Les conjectures de la Banque mondiale sont plus pessimistes encore que celles du Fonds monétaire international (FMI) ou de l’Organisation de coopération et de développement économiques (OCDE) qui prévoyaient respectivement une croissance de 2,7% et 2,2% en fin d’année dernière. "Compte tenu de la précarité de la situation économique, toute nouvelle évolution défavorable risquerait de faire entrer l’économie mondiale en récession", préviennent les auteurs du rapport. Ce serait la première fois en plus de 80 ans que deux récessions mondiales se produiraient au cours de la même décennie.
"Un ralentissement marqué et généralisé"
Aucune économie ne semble épargnée par la morosité ambiante qui pèse fortement sur l’activité économique mondiale. L’Institution de Washington revoit ainsi ses prévisions à la baisse pour la quasi-totalité des économies avancées, dont la croissance devrait chuter de 2,5% en 2022 à 0,5% en 2023. Dans le détail, les États-Unis ne devraient guère croître de plus de 0,5%, soit la plus faible performance enregistrée depuis 1970 hors épisodes officiels de récession. C’est encore pire en zone euro, frappée de plein fouet par la crise énergétique, qui devrait connaître une croissance nulle cette année, évitant de justesse la contraction.

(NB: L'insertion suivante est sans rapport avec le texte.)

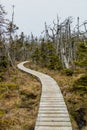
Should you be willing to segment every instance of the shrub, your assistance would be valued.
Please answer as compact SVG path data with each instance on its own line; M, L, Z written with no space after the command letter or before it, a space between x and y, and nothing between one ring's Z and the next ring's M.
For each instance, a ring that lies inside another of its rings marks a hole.
M87 74L82 75L79 79L75 80L73 83L73 91L87 92Z

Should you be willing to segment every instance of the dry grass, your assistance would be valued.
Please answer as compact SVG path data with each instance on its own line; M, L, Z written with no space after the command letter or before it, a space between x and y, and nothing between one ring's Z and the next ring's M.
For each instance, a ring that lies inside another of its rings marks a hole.
M0 82L0 130L33 130L41 84L19 70L10 69L4 78Z

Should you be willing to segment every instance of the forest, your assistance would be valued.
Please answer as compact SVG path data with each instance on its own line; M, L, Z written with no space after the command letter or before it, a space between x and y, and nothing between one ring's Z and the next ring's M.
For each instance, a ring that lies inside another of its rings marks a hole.
M27 67L58 82L73 130L87 130L87 21L80 25L77 17L73 26L72 17L60 22L57 16L52 26L45 22L40 37L24 32L17 35L14 6L12 9L10 21L0 4L0 130L34 129L41 85L35 77L27 79L27 74L17 70L22 61L30 61Z

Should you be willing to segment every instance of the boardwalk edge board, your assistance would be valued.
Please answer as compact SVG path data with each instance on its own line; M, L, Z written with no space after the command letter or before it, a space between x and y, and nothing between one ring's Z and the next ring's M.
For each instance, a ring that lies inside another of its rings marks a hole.
M60 87L49 75L24 67L28 61L17 67L36 76L42 84L42 94L34 130L72 130L72 125Z

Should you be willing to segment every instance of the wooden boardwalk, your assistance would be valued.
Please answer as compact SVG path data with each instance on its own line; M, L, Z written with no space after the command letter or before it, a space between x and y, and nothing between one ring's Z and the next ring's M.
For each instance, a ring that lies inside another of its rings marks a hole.
M18 68L36 76L42 84L42 94L35 130L72 130L68 110L56 81L50 76L25 68Z

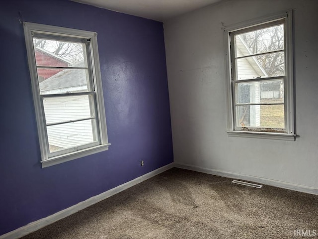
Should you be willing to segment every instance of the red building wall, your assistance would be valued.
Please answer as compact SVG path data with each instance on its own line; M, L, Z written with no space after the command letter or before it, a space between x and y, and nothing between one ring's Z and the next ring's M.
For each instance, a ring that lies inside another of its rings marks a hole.
M37 66L62 66L67 67L68 63L50 55L48 53L43 52L38 49L35 49L35 60ZM38 75L40 82L51 77L52 76L62 71L58 69L39 69Z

La Chine, quant à elle, devrait enregistrer une progression de 4,3% en 2023.
En excluant cette dernière, le produit intérieur brut (PIB) des économies en développement devrait ralentir de 3,8% en 2022 à 2,7% en 2023, "en raison d'une demande extérieure nettement plus faible conjuguée à une forte inflation, des dépréciations monétaires, un resserrement des conditions de financement et d'autres difficultés intérieures". Ces économies sont d’ailleurs celles qui pâtissent le plus du contexte actuel : fin 2024, leurs niveaux de PIB resteront inférieurs d'environ 6% aux prévisions antérieures à la pandémie.

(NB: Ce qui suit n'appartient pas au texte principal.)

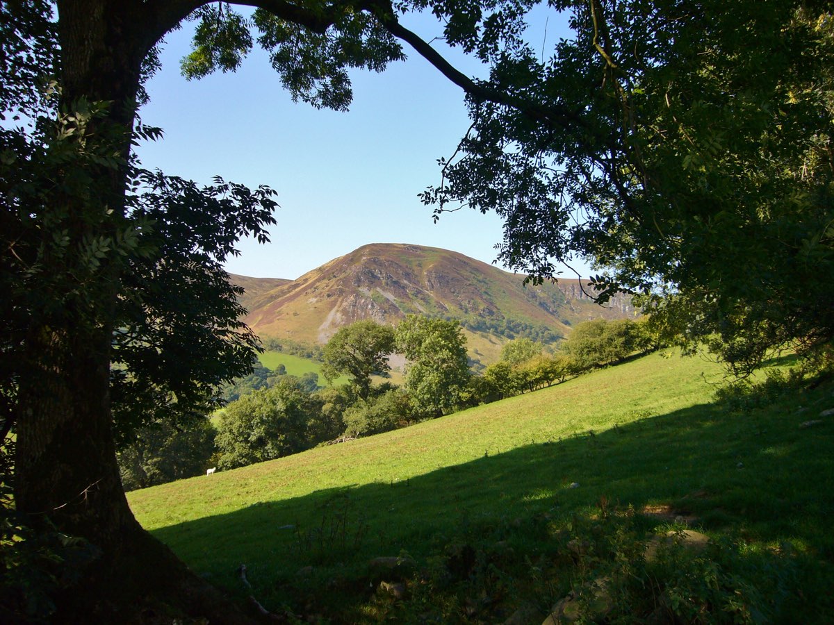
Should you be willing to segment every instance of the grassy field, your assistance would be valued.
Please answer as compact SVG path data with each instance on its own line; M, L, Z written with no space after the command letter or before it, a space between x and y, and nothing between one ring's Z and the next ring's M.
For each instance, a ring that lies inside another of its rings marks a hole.
M746 605L752 593L771 618L814 622L811 612L834 607L825 590L834 581L834 427L831 418L800 424L834 407L831 387L733 412L712 400L721 378L706 360L654 354L128 498L145 528L215 583L244 596L236 571L245 563L270 609L336 622L488 622L526 609L532 616L521 622L540 622L589 576L618 579L610 570L617 562L642 562L623 557L629 544L685 521L732 544L716 555L736 558L714 566L724 578L713 568L691 576L707 580L703 593L726 595L729 608L704 599L711 609L733 616L733 602ZM608 547L574 550L577 540ZM403 578L404 599L378 590L381 578L368 564L401 554L418 571ZM736 581L710 586L713 577ZM792 581L756 585L771 578ZM656 605L677 601L679 586L655 585ZM691 601L700 588L686 591Z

L’investissement à la peine
Plus inquiétant encore, sur la période 2022-2024, l'investissement brut dans ces pays devrait augmenter d'environ 3,5% en moyenne, soit moins de la moitié des taux observés au cours des deux décennies précédentes. "Le niveau peu élevé des investissements est très préoccupant, parce qu’il s’accompagne d’un faible niveau de productivité et d’échanges commerciaux et qu’il assombrit les perspectives économiques globales", souligne Ayhan Kose, directeur de la cellule perspectives de la Banque mondiale.

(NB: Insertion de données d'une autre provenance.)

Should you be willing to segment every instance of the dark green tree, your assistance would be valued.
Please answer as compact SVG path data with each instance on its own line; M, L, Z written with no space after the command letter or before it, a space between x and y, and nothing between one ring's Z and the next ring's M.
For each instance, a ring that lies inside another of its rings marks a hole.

En outre, la politique restrictive de la Banque centrale américaine ne facilite pas la tâche aux pays en développement. Attirés par les rendements plus élevés aux États-Unis, les capitaux ont déserté en masse les pays émergents, où les États comme les entreprises ont désormais plus de mal à se financer. "Les investisseurs se sont de plus en plus détournés de la dette des pays les plus vulnérables, où les risques de crise financière augmentent", résume le rapport.
Des motifs d’espoir
À contre-courant du discours anxiogène ambiant, certains économistes français se veulent bien plus rassurants et relativisent les conjectures de la Banque mondiale. "La situation économique n’est pas aussi grave que ce que l’on entend périodiquement", assure Patrick Artus, conseiller économique de Natixis, à l’occasion d’une table ronde organisée par le Cercle des économistes ce jeudi. Il énumère ainsi la série de "bonnes nouvelles" qui nous invite à l’optimisme : politiques monétaires et budgétaires expansionnistes, besoins d’investissements – notamment dans la transition énergétique – considérables, innovation croissante, etc.
Si ce dernier reconnaît l’existence de facteurs d’inquiétude géopolitique, il semble avoir à cœur de dédramatiser la situation : "on n’est pas dans un environnement récessionniste", martèle-t-il avant d’ajouter que "les institutions surestiment l’impact négatif de ces facteurs". "On peut se demander si les institutions de 1945 ne sont pas obsolètes", renchérit Pierre Jacquet, président de Global Development Network, également présent à l’Hôtel de l’Industrie.